The second error is all too common and is one of my pet peeves. (I get more of these as I get older!) That is the use of the term ‘muscle memory’ to refer to a conditioned, or trained, response. Muscles, as you probably know, have no memory. It is the brain that has the memory and tells the muscles what to do. I guess that the use of this term bothers me because it is both inaccurate and has been used to belittle the good work of instructors and trainers in various fields by ignorant people.
Gotta go and take my meds.
Gosh, Gordon, take it easy on folks. Yes, proprioceptors in our muscles and ears send messages to the brain. They help us remember how to tie our shoes, raise a fork to our mouth and not our eye, throw a ball, and fly planes.
Maybe folks call it muscle memory because it didn’t originate somewhere else, and it helps them to separate it from other memory sources?
Gordon,
First I’d like to thank you for “not being insulting”. I’d hate to see what that would look like. My first thought was to throw credentials and background your way, but in reality, experience doesn’t keep one from being “ignorant”. So I’d just like to say that I respect your opinion and appreciate you sharing your thoughts with everyone. I do want to point out, however, that it has been my experience (to use the word again) that this kind of approach to your comments makes others less interested in sharing their thoughts simply because they don’t care to be on the receiving end such posts.

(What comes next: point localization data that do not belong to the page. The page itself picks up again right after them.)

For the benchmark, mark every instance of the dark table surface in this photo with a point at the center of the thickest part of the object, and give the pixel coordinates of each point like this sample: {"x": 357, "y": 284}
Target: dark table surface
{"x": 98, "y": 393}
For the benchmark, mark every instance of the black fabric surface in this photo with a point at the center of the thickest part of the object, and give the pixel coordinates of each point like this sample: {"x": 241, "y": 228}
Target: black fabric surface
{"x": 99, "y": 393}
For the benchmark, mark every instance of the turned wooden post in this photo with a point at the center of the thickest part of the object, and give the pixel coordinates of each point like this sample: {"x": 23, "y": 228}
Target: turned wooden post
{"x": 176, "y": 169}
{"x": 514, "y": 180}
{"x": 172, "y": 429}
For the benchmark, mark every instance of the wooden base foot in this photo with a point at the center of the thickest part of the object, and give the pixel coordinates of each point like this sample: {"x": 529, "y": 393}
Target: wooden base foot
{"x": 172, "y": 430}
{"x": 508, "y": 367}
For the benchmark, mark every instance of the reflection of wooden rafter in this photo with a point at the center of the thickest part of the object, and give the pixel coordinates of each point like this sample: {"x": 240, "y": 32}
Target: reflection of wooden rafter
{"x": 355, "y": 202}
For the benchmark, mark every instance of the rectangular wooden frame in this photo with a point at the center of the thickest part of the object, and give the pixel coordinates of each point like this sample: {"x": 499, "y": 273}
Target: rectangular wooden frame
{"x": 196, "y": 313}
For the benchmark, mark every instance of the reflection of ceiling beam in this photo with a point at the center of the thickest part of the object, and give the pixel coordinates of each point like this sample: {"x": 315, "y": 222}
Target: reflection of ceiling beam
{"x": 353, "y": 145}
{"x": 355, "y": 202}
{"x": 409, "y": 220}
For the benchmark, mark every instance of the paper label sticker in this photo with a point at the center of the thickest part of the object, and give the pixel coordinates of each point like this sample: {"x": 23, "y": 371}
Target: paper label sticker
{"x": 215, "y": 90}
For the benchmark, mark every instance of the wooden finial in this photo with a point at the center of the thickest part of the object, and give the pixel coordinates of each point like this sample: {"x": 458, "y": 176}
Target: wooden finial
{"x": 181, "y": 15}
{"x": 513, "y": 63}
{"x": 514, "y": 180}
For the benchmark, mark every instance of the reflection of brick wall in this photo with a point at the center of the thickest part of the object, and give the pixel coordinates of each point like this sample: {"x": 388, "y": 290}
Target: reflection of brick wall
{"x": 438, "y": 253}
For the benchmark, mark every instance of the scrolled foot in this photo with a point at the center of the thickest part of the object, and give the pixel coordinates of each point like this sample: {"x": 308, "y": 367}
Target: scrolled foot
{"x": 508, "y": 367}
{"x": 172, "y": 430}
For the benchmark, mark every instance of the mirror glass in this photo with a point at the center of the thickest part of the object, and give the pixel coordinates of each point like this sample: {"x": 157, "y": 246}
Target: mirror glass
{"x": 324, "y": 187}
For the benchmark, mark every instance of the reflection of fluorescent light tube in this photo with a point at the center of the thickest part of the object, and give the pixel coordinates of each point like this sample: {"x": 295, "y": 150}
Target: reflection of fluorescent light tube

I’ve had the privilege of working with some very good CFIs who are full time college professors, prior military instructors, and some that have come out of the airline training departments and are picking up students just because they enjoy the job. I have also worked with several younger CFIs who are working to gain hours and are likely the example you would use as the “instructors” you described. I do not believe you can paint with such a broad brush when talking about the CFI community as a whole.
As far as the term “muscle memory”, I would have to concede your point. However, given the fora in which these types of discussions are held, and the audience for which this discussion was intended, the act of communicating a thought through the term “muscle memory” was accomplished simply because it is a well understood bit of jargon that relays a concept in as few words as possible. Had this been a dissertation where precise, legally sufficient wording were required, I’m sure a great deal of the syntax would be different and no one would have read anything past the first couple of lines.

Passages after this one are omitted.